8. Par suite, Mme A..., agissant au nom de Mme B..., est fondée à soutenir que cette dernière doit être admise à l'aide sociale à l'hébergement à compter du 23 juin 2016, sous réserve d'un changement dans les circonstances de fait ou de droit s'agissant de la période postérieure à la date de notification du présent arrêt, et à demander pour ce motif l'annulation de la décision du 29 mai 2017 du conseil départemental de la Dordogne.
9. Il y a lieu de renvoyer Mme A..., agissant au nom de Mme B..., devant le président du conseil départemental de la Dordogne afin qu'il procède à la détermination du déficit constaté entre les ressources perçues par l'intéressée depuis le 23 juin 2016, diminuées de la quote-part de 10 % fixée à l'article L. 132-3 du code de l'action sociale et des familles ainsi que des dépenses mises à sa charge par la loi et exclusives de tout choix de gestion, par rapport aux frais de son hébergement au sein de l'EHPAD Bruyères et Genêts de Bugeat, et au paiement des sommes ainsi calculées.

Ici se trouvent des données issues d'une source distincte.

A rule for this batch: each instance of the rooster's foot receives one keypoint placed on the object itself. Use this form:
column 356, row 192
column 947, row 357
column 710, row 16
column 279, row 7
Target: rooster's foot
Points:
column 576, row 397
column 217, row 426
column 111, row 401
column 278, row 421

Sur les frais de l'instance :
10. Il y a lieu, dans les circonstances de l'espèce, de mettre à la charge du département de la Dordogne le versement à Mme B... de la somme de 1 500 euros sur le fondement de l'article L. 761-1 du code de justice administrative.
DÉCIDE :
Article 1er : La décision du 16 novembre 2017 de la commission départementale d'aide sociale de la Dordogne et la décision du 29 mai 2017 du président du conseil départemental de la Dordogne sont annulées.
Article 2 : Mme B... est admise à l'aide sociale pour la prise en charge de ses frais d'hébergement à compter du 23 juin 2016, et sous réserve d'un changement dans les circonstances de fait ou de droit s'agissant de la période postérieure à la date de notification du présent arrêt. Mme A..., agissant au nom de Mme B..., est renvoyée devant le président du conseil départemental de la Dordogne afin qu'il procède à la détermination et au paiement des sommes dues à ce titre.
Article 3 : Le département de la Dordogne versera à Mme B... la somme de 1 500 euros au titre de l'article L. 761-1 du code de justice administrative.
Article 4 : Le surplus des conclusions de la requête est rejeté.
Article 5 : Le présent arrêt sera notifié à Mme D... A... agissant au nom de Mme C... B..., au départemental de la Dordogne et au ministre des solidarités et de la santé.
Copie pour information sera adressée à l'EHPAD Bruyères et Genêts.
Délibéré après l'audience du 24 septembre 2020, à laquelle siégeaient :
- Mme Vinot, président de chambre,
- M. Luben, président assesseur,
- Mme E..., premier conseiller.
Lu en audience publique, le 15 octobre 2020.
Le rapporteur,
V. E...Le président,
H. VINOT
Le greffier,
C. POVSE La République mande et ordonne au ministre des solidarités et de la santé en ce qui le concerne ou à tous huissiers de justice à ce requis en ce qui concerne les voies de droit commun contre les parties privées, de pourvoir à l'exécution de la présente décision.